Mais le patron de Valora a connu une progression de sa rémunération de 52% et celui de Zurich Insurance de 68%, calcule Travail.Suisse. Et les inégalités se creusent. En 2011, l'écart salarial moyen dans les entreprises était de 1:45, contre 1:51, l'année passée. Cette tendance n'est pas seulement marquée par les grandes entreprises actives dans la finance et la pharma, elle se retrouve dans toutes les branches, selon l'organisation.

UBS en tête

A titre d'exemple, l'organisme de défense des salariés cite le patron du groupe chimique bâlois Lonza, Richard Ridinger, qui a gagné 76 fois plus que le plus bas salaire de sa firme. Idem pour le CEO de Valora, Michael Müller, qui a perçu une rémunération 59 fois supérieure à celle du plus bas salaire.

Parmi les patrons empochant au moins 100 fois plus que leurs employés aux plus bas revenus figurent notamment Sergio Ermotti d'UBS, Tidjane Thiam de Credit Suisse et l'ancien chef de Nestlé Paul Bulcke.
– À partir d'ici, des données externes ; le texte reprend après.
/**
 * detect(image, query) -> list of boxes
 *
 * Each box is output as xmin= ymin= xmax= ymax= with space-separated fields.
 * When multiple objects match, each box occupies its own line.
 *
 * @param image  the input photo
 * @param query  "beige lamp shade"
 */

La palme revient au CEO d'UBS qui a reçu 264 fois plus d'argent que les plus bas salaires de son entreprise.

Loi à revoir

Selon Travail.Suisse, l'adoption de la loi sur les rémunérations abusives, l'initiative Minder, en 2013 n'a pas permis de contenir les écarts salariaux. Pour y parvenir, l'organisation exige une révision efficace du droit de la société anonyme. Elle demande aussi plus de transparence fiscale pour les hauts revenus et une contribution de solidarité appliquée aux salaires élevés. Enfin, elle réclame une compensation des pertes fiscales par la réforme de l'imposition des entreprises.

Lors de la présentation de l'étude, le conseiller national neuchâtelois (PS), Jacques-André Maire, également vice-président de Travail.Suisse, a déploré le manque de volonté politique pour plafonner les hauts salaires. Et au niveau de la révision du droit des actionnaires, il affirme avoir peu d'espoir, même si les chances de mettre en place des instruments plus fermes sont plus grandes au Conseil des Etats, chambre dans laquelle siège Thomas Minder, qu'au Conseil national.

L'organisme de défense des salariés s'en prend également, dans son enquête, aux bonus versés à l'avance avant que les résultats de la société soient connus, c'est-à-dire sans lien avec la performance des managers, et aux indemnités de départ. Il s'attaque aussi aux primes d'entrée, libérant le dirigeant en rachetant les bonus planifiés par l'ancien employeur. Par ce biais, le nouveau chef de Zurich Insurance, Mario Greco, a empoché 4,2 millions de francs supplémentaires.

Trop peu de femmes

Dans le cadre de son étude, l'organisation a aussi examiné la part de femmes dans les directions des groupes et les conseils d'administration. Si le quota de femmes a doublé au cours des dix dernières années au sein des conseils d'administration, elles occupent toujours moins d'un siège sur quatre.

«La situation dans les directions des entreprises est, quant à elle, vraiment dramatique», ajoute l'organisme de défense des salariés. Fin 2016, seuls 13 des 204 postes de direction des sociétés étudiées étaient occupés par des femmes, ce qui fait une représentation féminine de seulement 6%, calcule l'organisation.

Aux yeux de Travail.Suisse, seule l'introduction d'un quota de femmes dans les directions permettra d'obtenir une répartition judicieuse des postes entre hommes et femmes.

Pour parvenir à de telles conclusions, l'organisme qui défend les employés a interrogé 27 entreprises helvétiques. Il mène chaque année son enquête sur les salaires, en prenant en considération des sociétés actives notamment dans la chimie, la pharma, la finance, le commerce de détail et l'industrie.